Wikipedia: Kindische und bösartige Kommentare

Wikipedia: Kindische und bösartige Kommentare

Der Bürochef des Abgeordneten Marty Meehan beispielsweise, Matt Vogel, gab gegenüber der Zeitung offen zu, er habe einen Praktikanten dafür abgestellt, die Wikipedia-Biografie seines Vorgesetzten zu bearbeiten. "Es erscheint mir sinnvoll, dass die Biographie, die wir einreichen, auch die ist, die wir schreiben", sagte Vogel dem Blatt. Nur, dass in dieser offiziellen Version für Meehan Unangenehmes schlicht weggelassen wurde.

Zum Beispiel, dass der Abgeordnete einst verkündet hatte, Politiker sollten nicht an ihren Stühlen kleben, und er selbst werde deshalb nach acht Jahren im Amt aus dem Kongress ausscheiden. Das war 1992, Meehan sitzt noch heute im Repräsentantenhaus. Der Wortbruch sollte aber nicht in seiner Wikipedia-Biografie erscheinen. Ein anderes wegredigiertes Faktum betraf Meehans immenses Wahlkampfbudget. Die Wikipedia-Nutzer sollten offenbar lieber nicht lesen, dass er 4,8 Millionen Dollar für seine Kampagne zur Verfügung hatte - das laut "Lowell Sun" größte Budget aller Kongressabgeordneten.

Den Einträgen "mehr Tiefe" geben

Vogel sagt, man habe dem Eintrag "mehr Tiefe" verleihen wollen, bei der Wikipedia dagegen spricht man von "Vandalismus". Zu den Grundregeln der Enzyklopädie gehört es, dass man korrekte Fakten nicht entfernt.
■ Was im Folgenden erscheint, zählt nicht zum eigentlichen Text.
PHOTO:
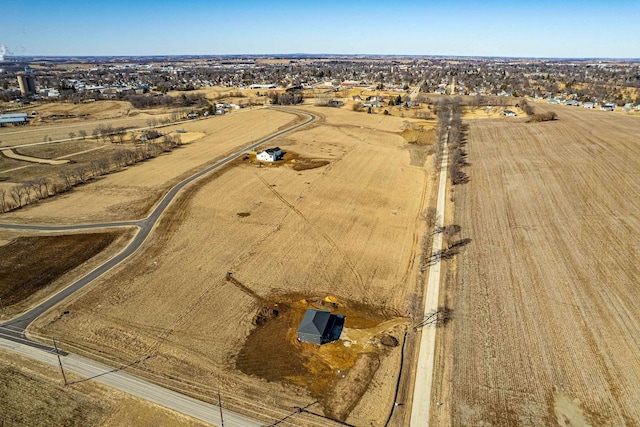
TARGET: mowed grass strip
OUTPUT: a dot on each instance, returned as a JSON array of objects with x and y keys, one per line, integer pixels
[{"x": 29, "y": 264}]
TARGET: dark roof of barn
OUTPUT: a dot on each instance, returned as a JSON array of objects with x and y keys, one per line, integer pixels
[{"x": 314, "y": 322}]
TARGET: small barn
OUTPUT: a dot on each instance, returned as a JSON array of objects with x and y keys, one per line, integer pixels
[
  {"x": 270, "y": 154},
  {"x": 320, "y": 327},
  {"x": 13, "y": 119}
]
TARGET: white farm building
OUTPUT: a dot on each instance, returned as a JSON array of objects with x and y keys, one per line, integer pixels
[{"x": 269, "y": 155}]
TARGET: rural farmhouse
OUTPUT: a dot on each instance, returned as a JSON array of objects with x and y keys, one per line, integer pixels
[{"x": 269, "y": 155}]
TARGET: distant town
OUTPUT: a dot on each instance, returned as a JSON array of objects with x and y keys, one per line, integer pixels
[{"x": 588, "y": 82}]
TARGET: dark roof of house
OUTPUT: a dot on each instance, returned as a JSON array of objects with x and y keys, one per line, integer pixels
[{"x": 314, "y": 322}]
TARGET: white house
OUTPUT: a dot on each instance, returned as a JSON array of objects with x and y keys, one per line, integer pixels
[{"x": 269, "y": 155}]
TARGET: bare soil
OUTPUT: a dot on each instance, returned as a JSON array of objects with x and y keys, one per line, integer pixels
[
  {"x": 131, "y": 192},
  {"x": 29, "y": 264},
  {"x": 349, "y": 229},
  {"x": 547, "y": 317}
]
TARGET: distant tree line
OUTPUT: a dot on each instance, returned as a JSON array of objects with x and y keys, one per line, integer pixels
[{"x": 70, "y": 176}]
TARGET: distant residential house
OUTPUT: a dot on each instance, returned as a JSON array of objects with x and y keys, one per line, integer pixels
[
  {"x": 269, "y": 155},
  {"x": 13, "y": 119},
  {"x": 265, "y": 86}
]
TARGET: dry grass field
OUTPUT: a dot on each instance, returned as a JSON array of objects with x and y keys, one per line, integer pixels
[
  {"x": 342, "y": 234},
  {"x": 130, "y": 193},
  {"x": 32, "y": 394},
  {"x": 34, "y": 266},
  {"x": 545, "y": 297},
  {"x": 85, "y": 117}
]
Die Zensoren aus dem Kongressgebäude hätten schließlich "ihre Sicht der Dinge hinzufügen" können, kommentierte Wikipedia-Gründer Jimmy Wales.
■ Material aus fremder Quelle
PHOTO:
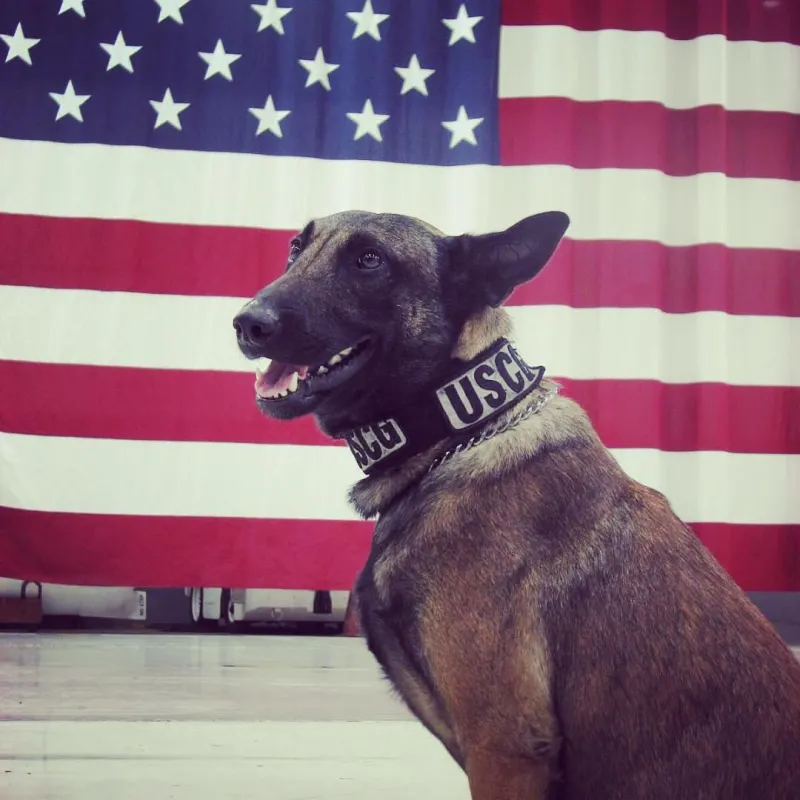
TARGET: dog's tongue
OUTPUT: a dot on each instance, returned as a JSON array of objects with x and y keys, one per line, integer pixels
[{"x": 278, "y": 378}]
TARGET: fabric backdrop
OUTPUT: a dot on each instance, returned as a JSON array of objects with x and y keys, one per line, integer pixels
[{"x": 156, "y": 157}]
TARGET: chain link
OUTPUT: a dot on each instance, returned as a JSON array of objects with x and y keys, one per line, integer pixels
[{"x": 491, "y": 432}]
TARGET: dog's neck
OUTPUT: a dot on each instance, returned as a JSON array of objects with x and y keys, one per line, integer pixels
[{"x": 398, "y": 452}]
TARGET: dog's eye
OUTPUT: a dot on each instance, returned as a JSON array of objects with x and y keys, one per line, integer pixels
[{"x": 370, "y": 259}]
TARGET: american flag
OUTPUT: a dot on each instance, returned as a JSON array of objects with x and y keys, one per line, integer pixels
[{"x": 156, "y": 157}]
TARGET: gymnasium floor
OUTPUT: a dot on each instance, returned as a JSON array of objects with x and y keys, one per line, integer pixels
[
  {"x": 167, "y": 717},
  {"x": 149, "y": 716}
]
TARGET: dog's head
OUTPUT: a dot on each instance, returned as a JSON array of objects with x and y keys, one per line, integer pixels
[{"x": 370, "y": 308}]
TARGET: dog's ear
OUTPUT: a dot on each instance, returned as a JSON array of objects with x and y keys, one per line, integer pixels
[{"x": 485, "y": 269}]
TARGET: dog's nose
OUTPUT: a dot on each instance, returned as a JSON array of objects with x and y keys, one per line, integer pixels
[{"x": 255, "y": 326}]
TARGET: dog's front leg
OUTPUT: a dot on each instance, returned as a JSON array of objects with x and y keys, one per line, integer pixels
[{"x": 499, "y": 777}]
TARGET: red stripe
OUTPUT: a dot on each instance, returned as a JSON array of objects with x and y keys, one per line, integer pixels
[
  {"x": 756, "y": 20},
  {"x": 760, "y": 558},
  {"x": 193, "y": 260},
  {"x": 89, "y": 549},
  {"x": 741, "y": 144},
  {"x": 95, "y": 549},
  {"x": 52, "y": 400}
]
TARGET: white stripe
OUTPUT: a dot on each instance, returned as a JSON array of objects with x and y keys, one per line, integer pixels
[
  {"x": 107, "y": 476},
  {"x": 55, "y": 179},
  {"x": 646, "y": 66},
  {"x": 195, "y": 333}
]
Von der gleichen IP-Adresse aus, von der Meehans Eintrag verändert wurde, kamen auch Hunderte andere Korrekturen, manche gerechtfertigt, manche tendenziös, manche schlicht beleidigend. Die Wikipedianer haben inzwischen weitere IP-Adressen des US-Senats ausgemacht, von denen aus ebenfalls fleißig editiert wurde.

Nicht nur an den Biographien von Politikern wurde von den Kongressrechnern aus herumgeschraubt, auch Historisches wollten die Senatsschreiber gern anders darstellen. Beispielsweise wurde der Eintrag zum Einmarsch im Irak 2003 manipuliert. Hinterher stand da, Präsident George W. Bush habe zwischen den Attentaten des 11. September 2001 und dem Irak "nie eine Verbindung suggeriert", und es sei stattdessen "als zwingend angesehen" worden, "dass eine solche Verbindung bestanden habe".
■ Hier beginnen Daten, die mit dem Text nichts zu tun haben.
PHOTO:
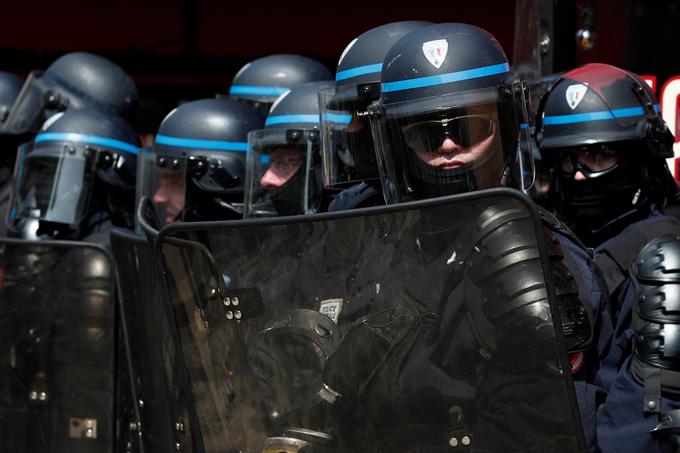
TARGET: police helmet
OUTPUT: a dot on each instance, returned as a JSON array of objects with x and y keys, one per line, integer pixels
[
  {"x": 263, "y": 80},
  {"x": 450, "y": 117},
  {"x": 284, "y": 158},
  {"x": 347, "y": 147},
  {"x": 82, "y": 162},
  {"x": 199, "y": 154},
  {"x": 75, "y": 80}
]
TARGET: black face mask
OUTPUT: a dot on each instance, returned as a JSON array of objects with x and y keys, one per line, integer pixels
[
  {"x": 599, "y": 208},
  {"x": 289, "y": 198}
]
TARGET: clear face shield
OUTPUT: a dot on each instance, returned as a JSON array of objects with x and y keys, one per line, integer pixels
[
  {"x": 53, "y": 182},
  {"x": 282, "y": 173},
  {"x": 162, "y": 178},
  {"x": 35, "y": 103},
  {"x": 453, "y": 144},
  {"x": 347, "y": 148}
]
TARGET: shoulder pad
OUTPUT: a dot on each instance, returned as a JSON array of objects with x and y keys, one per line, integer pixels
[
  {"x": 659, "y": 260},
  {"x": 616, "y": 256},
  {"x": 657, "y": 270}
]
Die wütenden Wikipedianer wehren sich

Inzwischen wehrt sich die zornentbrannte Wikipedia-Gemeinde heftig. Beanstandete Beiträge wurden rückeditiert. Die IP-Adresse, von der die meisten Änderungen kamen, wurde kurzzeitig blockiert, dann wieder freigeschaltet, weil sie nicht nur von einem sondern von vielen Kongressrechnern benutzt wird, und man harmlose Beitragende nicht diskriminieren will, nur weil sie zufällig beim Kongress angestellt sind. Eigens eingerichtete Seiten fassen die Ereignisse und Diskussionen zusammen, unterteilen die Einmischungen von Kongress-Adressen in "Vandalismus", "Böse Absichten" und "legitim".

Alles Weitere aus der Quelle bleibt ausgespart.